Das Urteil betrifft fondsgebundene Versicherungsverträge der Allianz  <ALVG.DE>. Da auch andere Versicherer die Klausel zur sogenannten Senkung des Rentenfaktors anwenden, gilt das Urteil als wegweisend. Eine einseitige Senkung der ausgezahlten Rente ist damit bei bereits abgeschlossenen Verträgen nicht mehr möglich, sofern der Vertrag keine Erhöhungsmöglichkeit vorsieht.

Geklagt hatte die Verbraucherzentrale Baden-Württemberg. Bereits das Oberlandesgericht Stuttgart hatte der Verbraucherorganisation Recht gegeben. Der BGH hat nun das Urteil bestätigt und die Revision der Allianz zurückgewiesen.
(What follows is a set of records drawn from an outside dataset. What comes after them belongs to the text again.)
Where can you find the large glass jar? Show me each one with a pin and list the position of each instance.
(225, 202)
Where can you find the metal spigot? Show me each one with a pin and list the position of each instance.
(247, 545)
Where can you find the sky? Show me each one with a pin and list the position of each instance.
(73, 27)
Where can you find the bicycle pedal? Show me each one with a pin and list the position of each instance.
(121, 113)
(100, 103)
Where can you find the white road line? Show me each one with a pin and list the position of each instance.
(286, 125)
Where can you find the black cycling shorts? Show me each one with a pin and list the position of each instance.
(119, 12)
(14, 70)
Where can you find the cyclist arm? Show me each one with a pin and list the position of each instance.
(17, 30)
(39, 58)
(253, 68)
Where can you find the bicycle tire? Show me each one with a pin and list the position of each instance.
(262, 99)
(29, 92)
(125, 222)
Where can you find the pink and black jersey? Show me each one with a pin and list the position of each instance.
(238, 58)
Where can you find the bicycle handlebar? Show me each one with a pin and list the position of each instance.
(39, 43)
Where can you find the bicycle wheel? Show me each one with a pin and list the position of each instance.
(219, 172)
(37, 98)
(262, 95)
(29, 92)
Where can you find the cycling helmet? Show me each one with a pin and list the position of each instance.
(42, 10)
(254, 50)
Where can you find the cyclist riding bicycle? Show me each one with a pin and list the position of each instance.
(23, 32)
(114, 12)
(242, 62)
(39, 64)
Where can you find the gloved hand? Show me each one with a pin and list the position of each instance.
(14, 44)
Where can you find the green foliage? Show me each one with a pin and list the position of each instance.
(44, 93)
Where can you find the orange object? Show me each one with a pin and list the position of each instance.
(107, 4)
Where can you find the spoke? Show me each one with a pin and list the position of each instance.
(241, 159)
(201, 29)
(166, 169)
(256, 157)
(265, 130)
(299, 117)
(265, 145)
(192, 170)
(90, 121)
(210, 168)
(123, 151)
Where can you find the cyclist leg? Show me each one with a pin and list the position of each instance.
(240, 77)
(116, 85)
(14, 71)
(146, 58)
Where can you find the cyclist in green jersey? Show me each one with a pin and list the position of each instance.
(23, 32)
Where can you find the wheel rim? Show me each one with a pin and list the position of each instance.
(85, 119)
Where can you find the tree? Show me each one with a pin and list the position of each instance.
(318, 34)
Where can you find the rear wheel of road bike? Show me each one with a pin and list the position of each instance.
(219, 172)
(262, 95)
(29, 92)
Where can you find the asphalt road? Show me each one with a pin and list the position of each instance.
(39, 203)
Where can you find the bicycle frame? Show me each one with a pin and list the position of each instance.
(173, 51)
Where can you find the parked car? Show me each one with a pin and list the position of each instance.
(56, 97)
Bei fondsgebundenen Riesterrenten werden Überschüsse und Erträge teilweise in Investmentfonds investiert. In Niedrigzinsphasen oder bei einer Erhöhung der Lebenserwartung der Versicherten ist es möglich, dass die ursprünglich errechnete Rente nicht mehr gesichert ist. Die Allianz behielt sich in ihren Allgemeinen Versicherungsbedingungen deshalb die Herabsetzung des sogenannten Rentenfaktors vor. Dazu ist es auch mehrfach gekommen.

Aber die Klausel enthielt keine Wiederanhebung bei
verbesserter Marktlage. Dagegen klagte die Verbraucherzentrale
und bekam nun Recht. "Die Vereinbarung ist den
Versicherungsnehmern auch unter Berücksichtigung der Interessen
des Versicherers nicht zumutbar", hieß es in der
Urteilsbegründung. Zwar könne eine Versicherung angesichts der
Langfristigkeit der Verträge Störungen der versprochenen
Versicherungsleistungen nicht vermeiden. Unzumutbar sei es aber,
wenn der Versicherer nur zur Herabsetzung berechtigt sei, nicht
aber zur Wiederheraufsetzung. "Insoweit gilt das sogenannte
Symmetriegebot", erklärten die Richter.
 
Auch die in den Verträgen genannte Möglichkeit, dass
Versicherungsnehmer nach Kürzungen einmalige Zuzahlungen oder
dauerhaft eine erhöhte Prämie erhalten, gleiche die Nachteile
nicht aus. Denn die Prämienzahlungen seien in der Höhe
beschränkt, was durch die steuerliche Förderung der Versicherung
bedingt sei. Auch die Zusicherung der Allianz, bei verbesserten
Bedingungen den Rentenfaktor wieder nach oben anzupassen,
schaffe keinen Ausgleich, denn sie enthalte keine Verpflichtung.